The Wellcome Trust Sanger Institute is a leading centre for genetics and genomics studies. Below is a summary of the types of research that are performed at the Sanger Institute, and some of the services it provides to the scientific community. To learn more visit the Sanger Institute’s website.

Scientists and equipment in the sequencing room. Credit: Wellcome Library, London

The sequencing room at the Sanger Institute. Credit: Wellcome Library, London

Laboratory facilities. Credit: Wellcome Library, London

Research being carried out in the laboratories of the South Field Project. Credit: Wellcome Library, London

Participants and tutors at an Advanced Course. Credit: Wellcome Library, London

The Data Centre at the Sanger Institute. Credit: Wellcome Library, London

• From sequence to biology
• Sequencing
• Data mining
• High-throughput analysis
• Genetic variation and disease
• Postgenomic projects
• Model organisms
• Pathogens
• Genomic infrastructure.

From sequence to biology

The Sanger Institute's reputation has been based on its large-scale, high-quality genome sequencing projects. While these remain a foundation for the Sanger Institute's work, it is equally committed to the development of tools to analyse and annotate genome sequence data, and to biological studies of the function of genes in living systems.

This work lays the foundation for new diagnostics and therapeutics based on an understanding of human and animal health at a molecular level.

Sequencing

The Sanger Institute has made major contributions to the sequencing of the genomes of humans, yeast, the nematode worm and more than 30 pathogens.
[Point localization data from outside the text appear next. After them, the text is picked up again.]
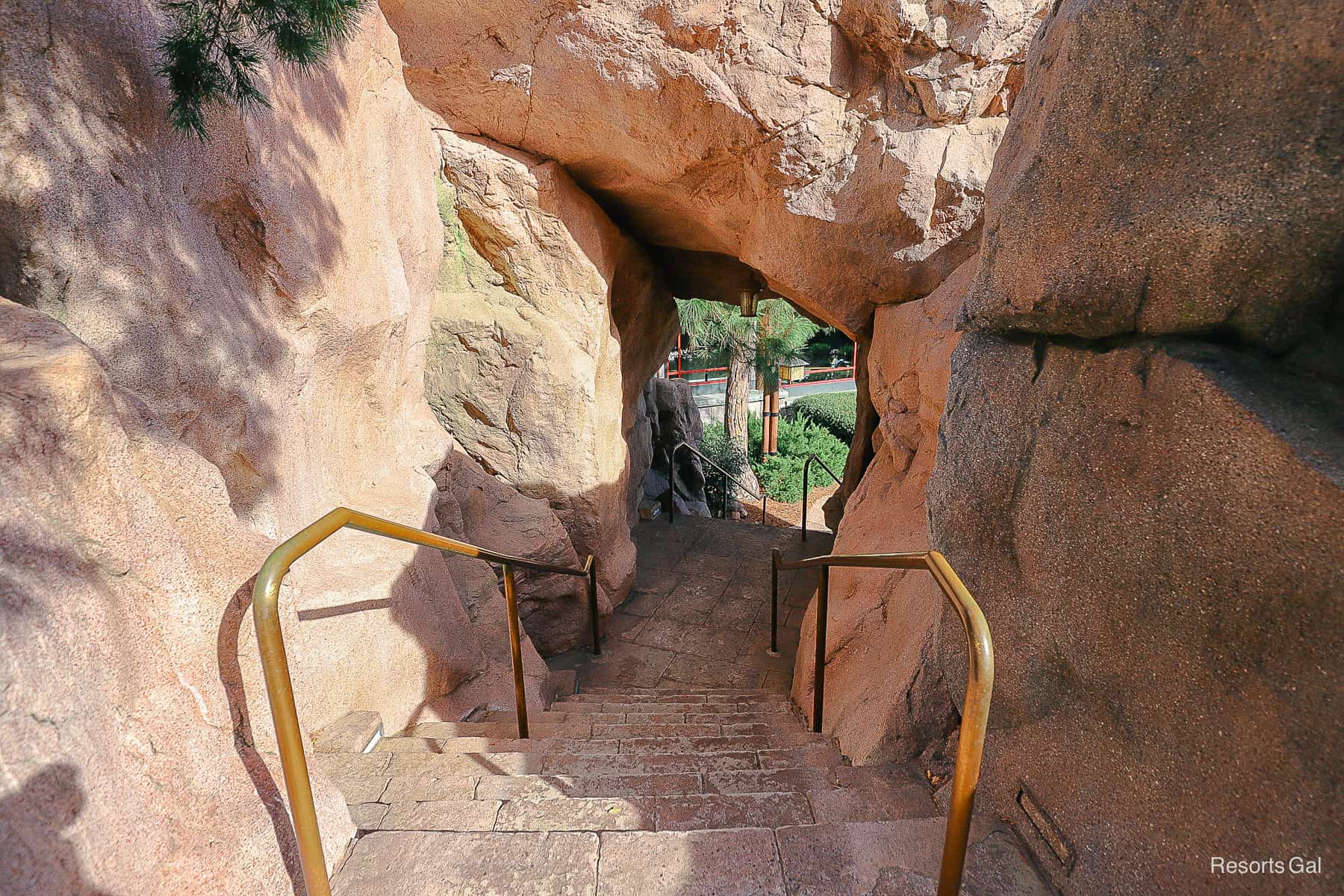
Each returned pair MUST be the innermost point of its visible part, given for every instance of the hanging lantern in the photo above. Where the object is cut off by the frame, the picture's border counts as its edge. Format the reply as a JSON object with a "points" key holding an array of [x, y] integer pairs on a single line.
{"points": [[793, 370], [749, 301]]}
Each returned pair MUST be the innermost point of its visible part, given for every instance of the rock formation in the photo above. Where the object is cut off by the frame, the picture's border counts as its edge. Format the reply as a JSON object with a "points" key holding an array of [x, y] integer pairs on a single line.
{"points": [[885, 625], [1140, 465], [547, 324], [757, 131], [238, 351], [668, 415]]}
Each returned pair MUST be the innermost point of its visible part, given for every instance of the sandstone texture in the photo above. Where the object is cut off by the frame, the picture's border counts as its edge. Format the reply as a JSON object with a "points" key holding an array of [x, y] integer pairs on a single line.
{"points": [[120, 687], [546, 326], [668, 415], [1239, 234], [756, 131], [479, 508], [883, 625], [213, 346], [1156, 535], [1140, 465]]}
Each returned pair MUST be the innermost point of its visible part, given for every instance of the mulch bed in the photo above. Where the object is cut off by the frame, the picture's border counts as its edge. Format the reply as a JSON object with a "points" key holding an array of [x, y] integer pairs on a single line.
{"points": [[789, 514]]}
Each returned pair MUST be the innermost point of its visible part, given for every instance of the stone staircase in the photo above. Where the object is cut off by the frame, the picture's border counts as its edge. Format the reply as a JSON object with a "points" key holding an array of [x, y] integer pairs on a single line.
{"points": [[688, 791]]}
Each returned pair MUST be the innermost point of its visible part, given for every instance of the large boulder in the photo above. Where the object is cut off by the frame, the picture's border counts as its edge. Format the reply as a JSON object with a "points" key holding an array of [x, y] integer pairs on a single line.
{"points": [[482, 509], [128, 750], [668, 415], [240, 351], [756, 131], [885, 625], [1194, 191], [1142, 462], [1156, 536], [546, 326]]}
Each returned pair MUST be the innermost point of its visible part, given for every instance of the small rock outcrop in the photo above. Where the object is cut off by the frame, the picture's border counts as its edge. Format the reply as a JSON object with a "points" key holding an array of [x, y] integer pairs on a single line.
{"points": [[668, 415], [756, 131], [546, 326]]}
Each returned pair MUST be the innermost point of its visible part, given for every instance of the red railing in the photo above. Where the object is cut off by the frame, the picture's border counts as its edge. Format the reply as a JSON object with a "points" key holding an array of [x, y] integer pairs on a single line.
{"points": [[815, 374]]}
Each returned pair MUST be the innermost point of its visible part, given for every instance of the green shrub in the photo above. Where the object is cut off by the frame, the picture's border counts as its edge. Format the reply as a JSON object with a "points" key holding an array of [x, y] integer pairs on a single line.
{"points": [[714, 445], [835, 411], [781, 476]]}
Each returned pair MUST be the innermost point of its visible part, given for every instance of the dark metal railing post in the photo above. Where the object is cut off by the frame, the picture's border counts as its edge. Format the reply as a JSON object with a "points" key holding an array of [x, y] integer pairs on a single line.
{"points": [[806, 469], [517, 649], [774, 603], [980, 684], [819, 673], [806, 492], [597, 635]]}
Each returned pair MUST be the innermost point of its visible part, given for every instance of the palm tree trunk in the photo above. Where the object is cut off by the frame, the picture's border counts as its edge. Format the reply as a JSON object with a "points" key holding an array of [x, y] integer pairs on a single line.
{"points": [[735, 393]]}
Next generation sequencing techniques are leading to substantially faster sequencing of DNA. This is of importance to projects such as the 1000 Genomes Project, which is sequencing the equivalent of more than 2 human genomes every day.
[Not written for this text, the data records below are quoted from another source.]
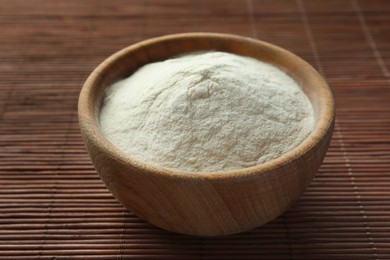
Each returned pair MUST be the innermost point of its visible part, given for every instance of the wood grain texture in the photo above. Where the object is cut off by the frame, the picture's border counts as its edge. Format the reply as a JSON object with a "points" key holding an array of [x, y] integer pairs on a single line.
{"points": [[205, 203], [54, 205]]}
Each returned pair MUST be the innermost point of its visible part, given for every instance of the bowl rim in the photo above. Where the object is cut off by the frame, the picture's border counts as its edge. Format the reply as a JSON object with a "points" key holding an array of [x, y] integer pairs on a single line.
{"points": [[90, 127]]}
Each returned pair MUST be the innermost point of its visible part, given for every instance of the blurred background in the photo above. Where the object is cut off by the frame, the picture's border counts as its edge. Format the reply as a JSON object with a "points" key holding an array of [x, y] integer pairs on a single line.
{"points": [[52, 203]]}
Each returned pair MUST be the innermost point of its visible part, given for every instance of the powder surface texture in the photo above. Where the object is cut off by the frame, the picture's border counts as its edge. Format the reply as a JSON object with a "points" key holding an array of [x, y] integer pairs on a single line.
{"points": [[211, 111]]}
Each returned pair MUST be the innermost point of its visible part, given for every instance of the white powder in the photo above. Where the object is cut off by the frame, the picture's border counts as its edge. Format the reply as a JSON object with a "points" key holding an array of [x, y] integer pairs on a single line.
{"points": [[209, 111]]}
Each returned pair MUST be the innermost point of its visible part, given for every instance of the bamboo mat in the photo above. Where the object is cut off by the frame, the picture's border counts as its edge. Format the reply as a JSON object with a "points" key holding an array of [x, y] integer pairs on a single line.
{"points": [[52, 203]]}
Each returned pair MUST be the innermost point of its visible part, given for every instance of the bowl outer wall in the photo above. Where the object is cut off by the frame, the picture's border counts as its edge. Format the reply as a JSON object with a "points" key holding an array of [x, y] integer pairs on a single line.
{"points": [[204, 203]]}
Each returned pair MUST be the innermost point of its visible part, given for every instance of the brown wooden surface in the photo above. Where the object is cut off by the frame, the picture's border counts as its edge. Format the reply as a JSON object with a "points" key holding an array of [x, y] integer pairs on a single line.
{"points": [[52, 203]]}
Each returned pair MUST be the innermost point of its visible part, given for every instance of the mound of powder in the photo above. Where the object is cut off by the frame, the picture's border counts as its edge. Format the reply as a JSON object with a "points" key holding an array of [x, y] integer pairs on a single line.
{"points": [[211, 111]]}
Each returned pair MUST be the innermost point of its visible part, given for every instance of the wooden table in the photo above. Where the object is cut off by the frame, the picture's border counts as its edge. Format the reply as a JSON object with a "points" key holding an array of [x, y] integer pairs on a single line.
{"points": [[52, 203]]}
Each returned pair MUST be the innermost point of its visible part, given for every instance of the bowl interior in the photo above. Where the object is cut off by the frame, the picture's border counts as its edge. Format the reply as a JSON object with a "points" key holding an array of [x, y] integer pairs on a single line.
{"points": [[125, 62]]}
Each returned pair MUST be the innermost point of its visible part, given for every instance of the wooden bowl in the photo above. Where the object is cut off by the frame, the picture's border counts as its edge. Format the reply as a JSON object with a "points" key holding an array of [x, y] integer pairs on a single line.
{"points": [[205, 203]]}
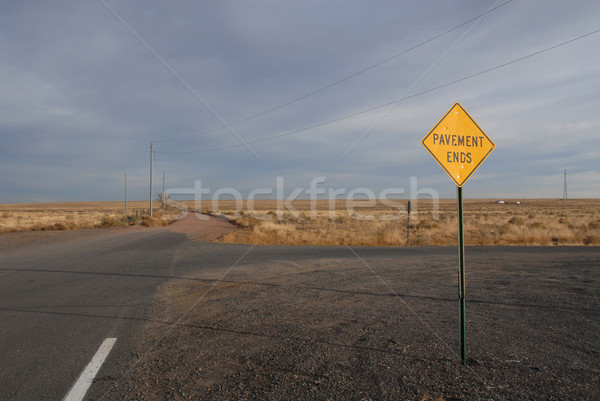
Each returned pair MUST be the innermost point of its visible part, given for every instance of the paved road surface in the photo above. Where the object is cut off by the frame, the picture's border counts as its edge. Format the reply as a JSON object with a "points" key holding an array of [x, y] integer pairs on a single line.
{"points": [[60, 300]]}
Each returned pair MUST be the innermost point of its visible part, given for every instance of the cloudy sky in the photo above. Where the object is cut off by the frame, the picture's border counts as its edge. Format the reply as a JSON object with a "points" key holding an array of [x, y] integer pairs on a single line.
{"points": [[86, 85]]}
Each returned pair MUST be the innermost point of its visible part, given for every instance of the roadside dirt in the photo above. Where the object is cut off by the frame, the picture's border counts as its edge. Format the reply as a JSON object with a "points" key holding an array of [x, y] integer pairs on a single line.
{"points": [[378, 329], [201, 227]]}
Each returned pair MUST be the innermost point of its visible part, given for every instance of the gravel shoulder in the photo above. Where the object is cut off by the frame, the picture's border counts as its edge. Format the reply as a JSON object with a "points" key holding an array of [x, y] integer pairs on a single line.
{"points": [[378, 328]]}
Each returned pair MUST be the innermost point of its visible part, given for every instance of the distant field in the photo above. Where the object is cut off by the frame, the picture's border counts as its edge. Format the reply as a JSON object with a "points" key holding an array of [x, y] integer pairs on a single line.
{"points": [[76, 215], [515, 222], [358, 223]]}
All external access to the sequencing facilities is based on collaboration and should involve of a member of the Sanger Institute Faculty. Access is granted after the merits of the proposed project have been considered by a Sequencing Committee.

Data mining

Sophisticated software and a large investment in computer resources keep the data organised and underpin efforts to identify genes and other sequence features. The data stored by the Sanger Institute are freely accessible to researchers across the world via databases such as the genome browser Ensembl, the pathogen and sequence database Gene DB, and the Catalogue of Somatic Mutations in Cancer, COSMIC.

High-throughput analysis

The development of high-throughput tools has opened up new opportunities to explore gene function on a grand scale. Rather than study genes one at a time, these tools enable researchers to track the activity of thousands in a single experiment.

Genetic variation and disease

Genetically, humans are 99.9 per cent identical, but we do differ in minute detail - and these differences can be medically important. A key aspect of the Sanger Institute's work is to identify sequence variation in human populations, and how specific variants contribute to health and disease.
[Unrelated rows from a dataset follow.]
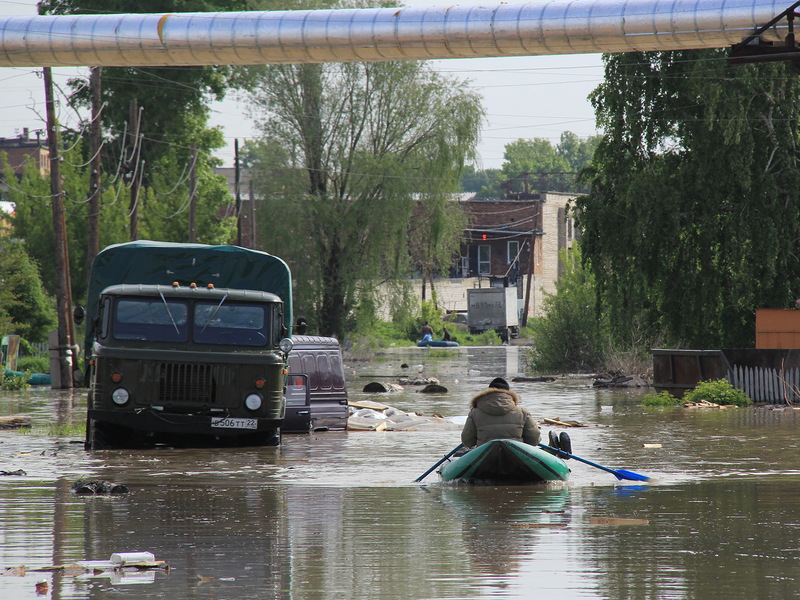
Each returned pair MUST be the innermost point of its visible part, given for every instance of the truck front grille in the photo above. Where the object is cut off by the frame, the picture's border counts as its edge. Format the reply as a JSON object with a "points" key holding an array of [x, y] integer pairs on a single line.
{"points": [[186, 383]]}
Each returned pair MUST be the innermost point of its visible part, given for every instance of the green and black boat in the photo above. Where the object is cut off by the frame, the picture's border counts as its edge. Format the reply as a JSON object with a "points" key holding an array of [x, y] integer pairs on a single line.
{"points": [[505, 462]]}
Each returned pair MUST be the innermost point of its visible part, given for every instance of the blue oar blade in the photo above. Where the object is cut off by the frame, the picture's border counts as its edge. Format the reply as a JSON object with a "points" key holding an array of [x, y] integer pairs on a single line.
{"points": [[630, 475]]}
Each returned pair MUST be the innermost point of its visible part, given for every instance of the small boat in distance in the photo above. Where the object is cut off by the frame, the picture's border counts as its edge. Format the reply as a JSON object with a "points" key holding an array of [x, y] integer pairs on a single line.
{"points": [[437, 344], [505, 462]]}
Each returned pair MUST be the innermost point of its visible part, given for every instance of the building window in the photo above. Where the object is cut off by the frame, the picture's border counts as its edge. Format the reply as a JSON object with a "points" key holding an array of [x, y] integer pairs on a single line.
{"points": [[513, 250], [484, 260]]}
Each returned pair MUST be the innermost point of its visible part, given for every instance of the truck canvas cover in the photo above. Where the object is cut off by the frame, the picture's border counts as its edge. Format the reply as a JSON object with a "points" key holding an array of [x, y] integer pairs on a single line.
{"points": [[146, 262]]}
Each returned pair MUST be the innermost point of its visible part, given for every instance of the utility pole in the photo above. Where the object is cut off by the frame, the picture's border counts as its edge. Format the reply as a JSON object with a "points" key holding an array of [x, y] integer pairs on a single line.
{"points": [[63, 289], [238, 194], [252, 214], [134, 150], [529, 278], [192, 191], [95, 167]]}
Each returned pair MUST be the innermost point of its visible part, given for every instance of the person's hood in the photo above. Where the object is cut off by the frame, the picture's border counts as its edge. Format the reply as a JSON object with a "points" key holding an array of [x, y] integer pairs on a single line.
{"points": [[495, 402]]}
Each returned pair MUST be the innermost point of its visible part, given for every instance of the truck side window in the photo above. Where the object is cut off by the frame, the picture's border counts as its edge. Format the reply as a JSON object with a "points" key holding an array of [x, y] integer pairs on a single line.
{"points": [[277, 323], [324, 366], [337, 372], [310, 367], [105, 313]]}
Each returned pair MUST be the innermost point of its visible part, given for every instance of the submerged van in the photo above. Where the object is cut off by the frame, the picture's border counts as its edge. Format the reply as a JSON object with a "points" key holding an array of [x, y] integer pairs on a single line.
{"points": [[316, 395]]}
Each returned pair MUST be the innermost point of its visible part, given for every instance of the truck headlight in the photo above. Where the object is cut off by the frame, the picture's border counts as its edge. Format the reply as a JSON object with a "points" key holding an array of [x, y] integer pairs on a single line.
{"points": [[253, 401], [121, 396]]}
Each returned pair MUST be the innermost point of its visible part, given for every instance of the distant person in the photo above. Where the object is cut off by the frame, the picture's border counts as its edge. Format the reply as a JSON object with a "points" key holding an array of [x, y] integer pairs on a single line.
{"points": [[495, 414], [426, 333]]}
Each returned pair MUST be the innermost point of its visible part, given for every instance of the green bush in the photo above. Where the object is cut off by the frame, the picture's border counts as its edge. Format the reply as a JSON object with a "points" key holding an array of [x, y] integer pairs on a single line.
{"points": [[569, 338], [660, 400], [718, 391], [13, 382], [34, 364]]}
It is working to identify genetic variations such as single nucleotide polymorphisms (SNPs) and patterns of SNPs that are inherited together (haplotypes). The results are contributed to the International HapMap Project, which is developing a public resource that will help researchers find genes associated with human disease.

Other variations can occur through the gain or loss of large pieces of DNA of between ten thousand and five million bases in size. This Copy Number Variation (CNV) is being investigated for its contribution to human disease, along with other structural variations.

Postgenomic projects

New projects range from addressing biomedical questions, such as how chromosomes rearrange and evolve, to uncovering the molecular basis of disease from deafness to diabetes.

Model organisms

Model organisms are vital tools for scientists studying biological processes in living organisms. The availability of genome sequences greatly aids researchers working on the function of genes in living systems.

The Sanger Institute has made important contributions to yeast, worm and zebrafish genome sequencing. The latter is particularly useful for understanding the development of vertebrates.

The most powerful model for understanding human biology and disease is the mouse, which will be central to future work at the Sanger Institute.

Pathogens

The Sanger Institute is continuing to sequence a wide range of pathogens and other microbes of biological interest, such as those that produce natural antibiotics.

It is also developing programmes of research aiming to use pathogen genome sequence data to understand microbial biology- such as why some strains are harmful and others are not.

Genomic infrastructure

All the research at the Sanger Institute is underpinned by world-class core facilities that support large-scale sequencing and analysis. It also has one of the most powerful computer facilities in Europe.

Every day the Sanger Institute generates billions of bases of raw sequence data, which is a major challenge for not only the bioinformaticians and statistical geneticists making use of it, but also for the storage and provision of access to the data that is required. In 2009, the Sanger Institute Data Centre storage capacity stood at 4 petabytes of data.

Other specialist support services provide expert assistance in many new experimental techniques.

This infrastructure is central to the Sanger Institute's productivity, and has underpinned its collaborations with numerous groups around the UK, Europe and the rest of the world.